L’alternance entre noir et blanc et couleur, peut surprendre. Lelouch la justifie par un manque de budget, mais il en fait un vrai argument filmique. Ainsi, tous les extérieurs (flash back, moments heureux…) seront en couleur, et par contre les scènes plus intériorisées (repas, scène d’amour, l’hôpital, dans l’habitacle de la voiture…), souvent en intérieur, seront en noir et blanc. Cette contrainte mercantile participe ainsi grandement à l’expression du récit, souligne les états d’âmes et vient conforter l’histoire d’amour naissante. Toutes les premières fois (rencontre, touché, étreinte…), balbutiantes, sont ainsi en noir et blanc. La musique tient également une place prépondérante dans la scénographie. Elle s’immisce là où les mots où les gestes ne suffisent plus (la scène de l’hôtel par exemple). De même, un thème musical imprègne chaque protagoniste, par le biais d’une chanson répliquée en leitmotiv instrumental à des moments forts. Francis Lai, l’éternel complice, sait y faire. Des titres comme « A l’ombre de nous », « Aujourd’hui c’est toi », « Plus fort que nous » et bien sur le thème principal tout chabadabadé provoquent trouble, frissons et larmes. « Ils croyaient qu’il pourrait suffire, pour ne plus aimer, de le dire ». L’amour sera bien plus fort qu’eux…
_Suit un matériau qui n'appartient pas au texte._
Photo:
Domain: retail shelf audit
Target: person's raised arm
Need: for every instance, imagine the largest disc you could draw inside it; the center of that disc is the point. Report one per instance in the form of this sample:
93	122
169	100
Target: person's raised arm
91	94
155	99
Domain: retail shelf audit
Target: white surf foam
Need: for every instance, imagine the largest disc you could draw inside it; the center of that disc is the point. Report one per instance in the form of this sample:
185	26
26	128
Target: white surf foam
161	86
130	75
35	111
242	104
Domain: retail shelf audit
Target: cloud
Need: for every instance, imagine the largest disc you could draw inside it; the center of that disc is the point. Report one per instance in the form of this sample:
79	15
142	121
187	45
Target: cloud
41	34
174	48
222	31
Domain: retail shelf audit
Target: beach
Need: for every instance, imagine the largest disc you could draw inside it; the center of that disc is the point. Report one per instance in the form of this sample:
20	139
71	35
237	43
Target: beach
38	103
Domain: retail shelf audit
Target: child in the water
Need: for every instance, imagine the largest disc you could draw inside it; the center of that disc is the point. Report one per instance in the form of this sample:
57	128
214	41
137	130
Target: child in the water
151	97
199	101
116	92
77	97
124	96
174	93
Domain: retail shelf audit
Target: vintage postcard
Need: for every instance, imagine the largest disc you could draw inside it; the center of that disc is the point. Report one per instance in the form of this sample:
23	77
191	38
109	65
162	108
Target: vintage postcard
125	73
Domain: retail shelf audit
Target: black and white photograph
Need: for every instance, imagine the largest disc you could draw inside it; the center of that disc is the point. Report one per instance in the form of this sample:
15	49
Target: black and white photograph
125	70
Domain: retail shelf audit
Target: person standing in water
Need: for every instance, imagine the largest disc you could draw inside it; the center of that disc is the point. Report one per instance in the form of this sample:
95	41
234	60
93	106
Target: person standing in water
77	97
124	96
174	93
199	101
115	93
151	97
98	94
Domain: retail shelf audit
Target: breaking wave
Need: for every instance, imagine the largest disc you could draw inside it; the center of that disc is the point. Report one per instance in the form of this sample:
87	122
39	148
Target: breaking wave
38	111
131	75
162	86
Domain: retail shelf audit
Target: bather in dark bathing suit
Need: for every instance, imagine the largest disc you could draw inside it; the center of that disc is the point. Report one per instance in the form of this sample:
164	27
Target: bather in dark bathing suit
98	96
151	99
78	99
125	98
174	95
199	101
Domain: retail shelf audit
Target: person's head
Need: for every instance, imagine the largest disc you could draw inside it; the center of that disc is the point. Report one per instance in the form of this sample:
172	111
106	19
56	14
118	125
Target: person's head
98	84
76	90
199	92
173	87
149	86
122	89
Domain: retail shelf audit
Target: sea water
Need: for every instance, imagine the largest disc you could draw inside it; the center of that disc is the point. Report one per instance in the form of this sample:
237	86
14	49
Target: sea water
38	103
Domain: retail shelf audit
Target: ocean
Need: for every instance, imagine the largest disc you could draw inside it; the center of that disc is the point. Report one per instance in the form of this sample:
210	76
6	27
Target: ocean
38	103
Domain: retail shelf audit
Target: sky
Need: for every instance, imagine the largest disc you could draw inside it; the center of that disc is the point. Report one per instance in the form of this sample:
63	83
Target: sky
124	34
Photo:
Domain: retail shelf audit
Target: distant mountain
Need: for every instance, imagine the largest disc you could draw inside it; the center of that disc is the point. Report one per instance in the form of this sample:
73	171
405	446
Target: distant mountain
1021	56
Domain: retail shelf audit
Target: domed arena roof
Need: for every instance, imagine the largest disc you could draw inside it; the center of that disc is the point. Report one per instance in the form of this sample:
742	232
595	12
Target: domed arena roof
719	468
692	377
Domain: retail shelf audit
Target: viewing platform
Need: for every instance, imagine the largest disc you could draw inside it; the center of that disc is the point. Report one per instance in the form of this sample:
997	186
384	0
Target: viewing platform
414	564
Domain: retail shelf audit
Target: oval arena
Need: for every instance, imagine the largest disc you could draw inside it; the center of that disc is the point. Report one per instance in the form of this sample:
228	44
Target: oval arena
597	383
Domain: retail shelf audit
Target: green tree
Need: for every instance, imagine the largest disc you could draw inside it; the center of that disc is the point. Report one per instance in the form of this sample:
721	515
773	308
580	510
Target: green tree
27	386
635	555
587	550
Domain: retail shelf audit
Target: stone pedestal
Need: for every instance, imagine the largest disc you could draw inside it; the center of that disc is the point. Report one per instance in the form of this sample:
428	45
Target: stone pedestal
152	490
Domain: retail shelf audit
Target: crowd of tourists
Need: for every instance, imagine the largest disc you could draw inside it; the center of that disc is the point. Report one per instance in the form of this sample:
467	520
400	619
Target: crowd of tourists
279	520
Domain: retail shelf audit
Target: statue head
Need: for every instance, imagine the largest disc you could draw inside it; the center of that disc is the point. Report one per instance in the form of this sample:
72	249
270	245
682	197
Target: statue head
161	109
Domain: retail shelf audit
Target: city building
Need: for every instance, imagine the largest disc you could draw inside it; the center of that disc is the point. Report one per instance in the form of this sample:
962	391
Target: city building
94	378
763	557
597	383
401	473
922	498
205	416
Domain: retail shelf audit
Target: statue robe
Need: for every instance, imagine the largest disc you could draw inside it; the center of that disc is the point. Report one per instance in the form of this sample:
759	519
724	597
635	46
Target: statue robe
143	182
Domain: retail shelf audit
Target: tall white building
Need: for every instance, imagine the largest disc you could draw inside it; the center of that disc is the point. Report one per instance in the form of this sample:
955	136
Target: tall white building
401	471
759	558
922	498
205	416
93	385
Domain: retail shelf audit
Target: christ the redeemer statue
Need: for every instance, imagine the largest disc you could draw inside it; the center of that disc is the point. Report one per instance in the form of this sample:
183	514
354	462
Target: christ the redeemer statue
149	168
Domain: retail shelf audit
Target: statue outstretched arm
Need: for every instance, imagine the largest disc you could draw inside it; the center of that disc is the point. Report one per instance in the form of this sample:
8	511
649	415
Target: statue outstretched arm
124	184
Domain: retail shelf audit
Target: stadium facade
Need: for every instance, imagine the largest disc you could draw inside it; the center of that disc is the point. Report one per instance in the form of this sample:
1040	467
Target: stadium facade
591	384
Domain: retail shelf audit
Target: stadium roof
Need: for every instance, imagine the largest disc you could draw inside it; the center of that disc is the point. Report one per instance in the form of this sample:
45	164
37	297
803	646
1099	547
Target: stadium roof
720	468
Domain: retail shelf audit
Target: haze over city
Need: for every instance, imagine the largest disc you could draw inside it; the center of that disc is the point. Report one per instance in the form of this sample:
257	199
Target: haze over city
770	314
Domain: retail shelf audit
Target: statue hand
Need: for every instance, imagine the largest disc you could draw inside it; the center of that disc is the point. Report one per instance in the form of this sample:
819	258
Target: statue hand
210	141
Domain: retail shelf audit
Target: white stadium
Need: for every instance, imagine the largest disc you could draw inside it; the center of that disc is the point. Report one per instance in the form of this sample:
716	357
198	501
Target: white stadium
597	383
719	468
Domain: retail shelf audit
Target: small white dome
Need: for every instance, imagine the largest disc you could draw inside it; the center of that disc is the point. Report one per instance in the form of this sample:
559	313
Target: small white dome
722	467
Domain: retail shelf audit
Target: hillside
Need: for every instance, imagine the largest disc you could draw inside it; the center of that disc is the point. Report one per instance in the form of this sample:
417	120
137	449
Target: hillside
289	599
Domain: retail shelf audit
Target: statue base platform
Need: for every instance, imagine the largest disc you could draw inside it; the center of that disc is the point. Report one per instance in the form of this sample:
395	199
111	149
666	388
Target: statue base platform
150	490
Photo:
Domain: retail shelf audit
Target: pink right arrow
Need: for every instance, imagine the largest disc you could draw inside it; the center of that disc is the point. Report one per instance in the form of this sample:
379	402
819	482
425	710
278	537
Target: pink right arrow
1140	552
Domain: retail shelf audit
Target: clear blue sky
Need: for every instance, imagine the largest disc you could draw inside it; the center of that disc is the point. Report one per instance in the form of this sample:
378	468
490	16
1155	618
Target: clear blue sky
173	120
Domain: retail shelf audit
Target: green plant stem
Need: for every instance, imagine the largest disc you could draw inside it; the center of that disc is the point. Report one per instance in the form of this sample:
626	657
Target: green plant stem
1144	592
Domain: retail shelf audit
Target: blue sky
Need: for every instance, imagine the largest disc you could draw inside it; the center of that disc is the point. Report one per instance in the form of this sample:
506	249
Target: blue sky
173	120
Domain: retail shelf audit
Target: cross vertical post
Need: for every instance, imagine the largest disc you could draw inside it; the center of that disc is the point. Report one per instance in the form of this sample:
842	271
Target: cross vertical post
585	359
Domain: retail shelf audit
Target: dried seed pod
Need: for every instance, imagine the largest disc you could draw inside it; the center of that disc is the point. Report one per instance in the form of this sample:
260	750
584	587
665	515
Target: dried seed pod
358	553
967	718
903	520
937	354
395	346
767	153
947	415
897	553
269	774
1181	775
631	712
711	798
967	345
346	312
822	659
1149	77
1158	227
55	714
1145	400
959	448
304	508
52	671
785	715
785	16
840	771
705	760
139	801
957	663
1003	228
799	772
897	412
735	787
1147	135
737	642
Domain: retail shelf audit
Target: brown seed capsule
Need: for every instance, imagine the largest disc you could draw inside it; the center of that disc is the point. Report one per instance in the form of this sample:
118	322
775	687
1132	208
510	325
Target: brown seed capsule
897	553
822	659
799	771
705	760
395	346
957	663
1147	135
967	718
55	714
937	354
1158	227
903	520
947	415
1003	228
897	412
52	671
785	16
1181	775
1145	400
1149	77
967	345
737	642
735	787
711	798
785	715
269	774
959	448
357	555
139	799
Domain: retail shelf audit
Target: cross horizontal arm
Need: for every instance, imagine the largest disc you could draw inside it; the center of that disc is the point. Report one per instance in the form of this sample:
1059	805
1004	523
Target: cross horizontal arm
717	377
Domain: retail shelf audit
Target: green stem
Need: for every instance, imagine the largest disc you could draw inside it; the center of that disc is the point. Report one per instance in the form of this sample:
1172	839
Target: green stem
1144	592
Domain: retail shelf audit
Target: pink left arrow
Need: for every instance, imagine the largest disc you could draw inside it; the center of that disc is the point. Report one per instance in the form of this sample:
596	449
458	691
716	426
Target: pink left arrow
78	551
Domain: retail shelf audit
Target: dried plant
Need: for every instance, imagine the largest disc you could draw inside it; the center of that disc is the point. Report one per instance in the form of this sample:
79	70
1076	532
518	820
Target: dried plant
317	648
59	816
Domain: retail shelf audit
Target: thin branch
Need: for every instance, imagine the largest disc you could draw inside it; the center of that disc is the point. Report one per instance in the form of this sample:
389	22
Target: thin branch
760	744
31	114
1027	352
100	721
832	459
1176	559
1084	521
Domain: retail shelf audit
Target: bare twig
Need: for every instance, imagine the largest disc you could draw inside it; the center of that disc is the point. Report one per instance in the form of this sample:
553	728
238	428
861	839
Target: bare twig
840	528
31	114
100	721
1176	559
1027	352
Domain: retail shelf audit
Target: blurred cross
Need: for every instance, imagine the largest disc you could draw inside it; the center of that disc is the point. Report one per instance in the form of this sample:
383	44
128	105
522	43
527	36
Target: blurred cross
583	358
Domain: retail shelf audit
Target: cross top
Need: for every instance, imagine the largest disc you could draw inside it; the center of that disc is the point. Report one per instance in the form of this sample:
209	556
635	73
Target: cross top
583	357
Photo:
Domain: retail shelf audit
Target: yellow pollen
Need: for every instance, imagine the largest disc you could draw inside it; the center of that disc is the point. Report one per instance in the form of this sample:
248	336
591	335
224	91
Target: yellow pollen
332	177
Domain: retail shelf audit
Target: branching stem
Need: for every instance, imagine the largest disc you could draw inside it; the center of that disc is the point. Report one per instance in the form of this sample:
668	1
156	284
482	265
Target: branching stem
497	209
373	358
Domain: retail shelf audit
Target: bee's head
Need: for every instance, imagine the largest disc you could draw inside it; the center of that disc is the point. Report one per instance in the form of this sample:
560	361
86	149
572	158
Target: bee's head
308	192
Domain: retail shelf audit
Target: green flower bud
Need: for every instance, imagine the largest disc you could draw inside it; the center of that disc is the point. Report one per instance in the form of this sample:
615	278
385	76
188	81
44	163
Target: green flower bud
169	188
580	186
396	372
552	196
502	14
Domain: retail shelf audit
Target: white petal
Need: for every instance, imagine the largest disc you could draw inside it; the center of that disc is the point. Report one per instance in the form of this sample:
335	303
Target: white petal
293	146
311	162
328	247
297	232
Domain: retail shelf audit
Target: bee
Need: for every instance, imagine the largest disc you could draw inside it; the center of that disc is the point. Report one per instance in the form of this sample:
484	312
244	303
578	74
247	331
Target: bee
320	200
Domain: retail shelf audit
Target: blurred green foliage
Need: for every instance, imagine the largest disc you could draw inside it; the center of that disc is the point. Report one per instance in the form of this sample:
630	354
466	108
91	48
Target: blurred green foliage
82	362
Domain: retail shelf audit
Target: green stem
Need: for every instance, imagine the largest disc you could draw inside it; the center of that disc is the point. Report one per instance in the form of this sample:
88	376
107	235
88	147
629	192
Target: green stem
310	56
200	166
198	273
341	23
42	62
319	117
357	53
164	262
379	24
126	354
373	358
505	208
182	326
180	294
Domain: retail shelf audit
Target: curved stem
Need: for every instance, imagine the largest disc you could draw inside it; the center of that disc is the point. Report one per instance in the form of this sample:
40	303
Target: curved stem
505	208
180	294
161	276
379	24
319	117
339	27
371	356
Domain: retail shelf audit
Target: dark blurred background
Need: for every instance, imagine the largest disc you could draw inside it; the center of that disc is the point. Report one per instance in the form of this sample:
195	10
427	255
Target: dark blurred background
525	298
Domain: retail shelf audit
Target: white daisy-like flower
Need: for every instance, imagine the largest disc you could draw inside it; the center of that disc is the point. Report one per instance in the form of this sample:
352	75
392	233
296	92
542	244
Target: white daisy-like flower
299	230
Lelouch, qui en est à son 6ème long métrage, trouve enfin le juste équilibre de son style si particulier, sa touch, si foisonnante et intime à la fois. « Un homme et une femme » nous livre un florilège de son œuvre future, on y retrouve nombre de moments, d’effets de caméra, de techniques qui seront reprises par la suite jusqu’au petit dernier « Un + une ». Il se fait plaisir, en filmant une histoire d’amour tellement exemplaire que chacun aurait aimé la vivre (lui le premier) mais aussi en y ajoutant de l’action (toute la partie automobile, son dada de l’époque, entre le circuit de Montlhéry et le Rallye de Monte-Carlo) usant de plans téméraires et très pointus. Il maitrise également et parfaitement le montage, de l’intime à la vie en mouvement, il saisit chaque instant au plus près, alternant gros plans, plans moyens ou large avec frénésie ou de manière beaucoup plus posée. Ainsi, lorsque Jean Louis, seul dans sa voiture, se refait l’histoire, Lelouch arrive sur la base d’une voix off et quelques plans bien trouvés à filmer la pensée sans que cela soit artificiel. Car ce qui prédomine dans le cinéma de ce réalisateur atypique, c’est bien son sens du réel exprimé par l’image (une alliance qui brille pendant la scène d’amour, une main posée sur un dossier de chaise ventant effleurer l’épaule d’Anne…) beaucoup plus que par les mots. Les regards sont primordiaux également, intenses ou désabusés, tristes ou malicieux, on comprend de suite ce que l’un ou l’autre pense.
On pourrait citer une multitude de scènes formidables ou poignantes, une balade en mer avec ce qui apparaît comme la famille idéale, le visage d’Anne perdu qui se reflète dans la vitre embuée d’un train, l’envoi d’un télégramme, une arrivée sur un quai de gare qui se terminera par une étreinte éblouissante tant attendue… mises bout à bout elles construisent un film hors du commun, à l’apparente simplicité, redoutable par la complexité de son écriture.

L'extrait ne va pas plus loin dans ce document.